Pierre Perret « Bernard Pivot »
J’ai eu envie de faire en m’amusant
Une petit’ chanson
A propos d’un monsieur qui vient souvent
Dans notre maison
Il s’agit pas du facteur du plombier
D’un représentant cass’ pieds
Il rend intelligent mêm’ les plus sots
C’est Bernard Pivot
Un homme illustre disait des Français
Ce sont tous des veaux
On a depuis fait de nombreux essais
Pour changer de peau
Mais c’est pas avec le loto ou Dallas
Que nos cellul’s se décrass’
Un homme est v’nu rehausser le niveau
Pierre Perret
Paroles et Musique Pierre Perret. Extrait de l’album « Irène » 1986
Bernard Pivot (5 mai 1935 – 6 mai 2024) a eu la politesse d’attendre son anniversaire pour nous quitter. Pourtant on se dit qu’il aurait bien pu attendre ses 90 ans sonnés, voire ses cent ans pour le faire, tant il fait partie de notre univers, tant il nous semblait devoir être éternel.

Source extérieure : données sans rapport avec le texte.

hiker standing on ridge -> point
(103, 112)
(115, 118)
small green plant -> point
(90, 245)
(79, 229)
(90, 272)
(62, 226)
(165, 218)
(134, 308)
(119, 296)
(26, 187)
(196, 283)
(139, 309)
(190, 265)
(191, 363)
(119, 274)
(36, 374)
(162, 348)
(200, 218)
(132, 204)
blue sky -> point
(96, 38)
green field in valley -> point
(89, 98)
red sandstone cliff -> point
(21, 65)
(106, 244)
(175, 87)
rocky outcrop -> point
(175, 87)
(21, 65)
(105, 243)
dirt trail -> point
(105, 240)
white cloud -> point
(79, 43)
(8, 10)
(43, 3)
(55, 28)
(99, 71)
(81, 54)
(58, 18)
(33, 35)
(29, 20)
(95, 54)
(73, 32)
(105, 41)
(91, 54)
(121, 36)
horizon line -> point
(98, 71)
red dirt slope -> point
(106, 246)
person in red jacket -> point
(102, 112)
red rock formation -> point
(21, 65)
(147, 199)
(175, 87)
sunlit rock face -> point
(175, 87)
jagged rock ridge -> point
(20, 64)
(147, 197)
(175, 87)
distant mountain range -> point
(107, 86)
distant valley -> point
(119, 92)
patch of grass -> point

Pierre Perret, son aîné de presque un an, lui avait consacré une petit’ chanson en 1986, période où il était absolument incontournable dans les médias et le monde des Français, à l’époque où il animait Apostrophes sur Antenne 2, émission littéraire qui a marqué le XXeme siècle, de 1975 (succédant à Ouvrez les guillemets) à 1990. Pierre Perret décrit bien l’engouement du public pour cette émission : « Car le soir de diffusion d’Apostroph’s / Plus un chat dehors / Pour les prolos commerçants philosoph’s / L’émission d’abord ». La chanson est ici enregistrée en public à Namur.

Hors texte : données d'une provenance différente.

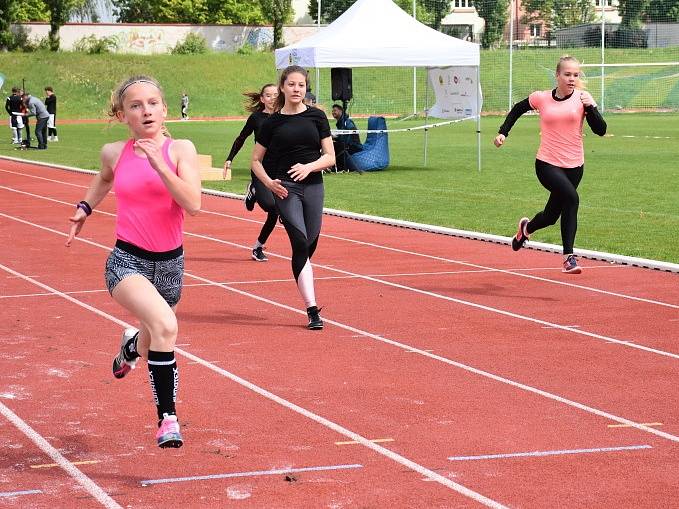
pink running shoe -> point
(520, 238)
(168, 434)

Pivot a réussi un mélange de magazine people et d’actualité littéraire dans les domaines les plus variés « Roland Barthes / Nietzsche et la Bruyèr’ », Marguerite Duras, Alexandre Soljenitsyne, mais aussi Brassens, Devos, Hergé, et même François Mitterrand. Un passage à Apostrophes, pour un auteur, lui assurait à coup sûr des ventes en librairie. Dans une ambiance qu’on ne peut plus guère s’imaginer aujourd’hui, avec une grande liberté de paroles qui allait jusqu’à s’affranchir de la morale et des tabous les plus universels, il recevait avec classe, humour et détachement, en jouant les candides, des invités parfois la cigarette au bec ou largement imbibés, tels Bukowski ou Gainsbourg. La polémique faisant partie de l’émission, sans sacrifier la culture. Ce fut donc la grande discussion (pour rester poli) entre Gainsbourg, qui prétendait que la chanson était un art mineur, contrairement à la peinture (art par lequel il avait débuté et qui était sa vocation revendiquée), l’architecture, la poésie ou la musique classique – parce que ces arts demandaient une initiation – alors que Guy Béart assurait qu’il n’y avait pas d’art mineur (même la cuisine). Nous pencherions je pense pour ce point de vue, il y a peut-être des artistes (le sont-ils seulement) mineurs plutôt que des arts qui le soient par nature. Gainsbourg épargnait d’ailleurs lui-même sans trop de modestie quelques unes de ses chansons…
D’abord journaliste économique, passionné de football comme de grands vins, créateur en 1974 du magazine Lire (qui existe toujours), Pivot avait réussi à démocratiser le livre et même l’orthographe, en créant sa Dictée de 1985 à 2005, qui attirait (presque) autant les spectateurs que les Jeux d’Intervilles. De 1991 à 2001 il animait sur France 2 Bouillon de Culture, élargi à toute l’actualité culturelle, cinéma, théâtre etc. Bernard Pivot fut membre de l’académie Goncourt de 2004 à 2019. Il a écrit plusieurs romans, chroniques et essais, autobiographiques ou non, en 2021 … Mais la vie continue, en 2022 Amis, chers amis.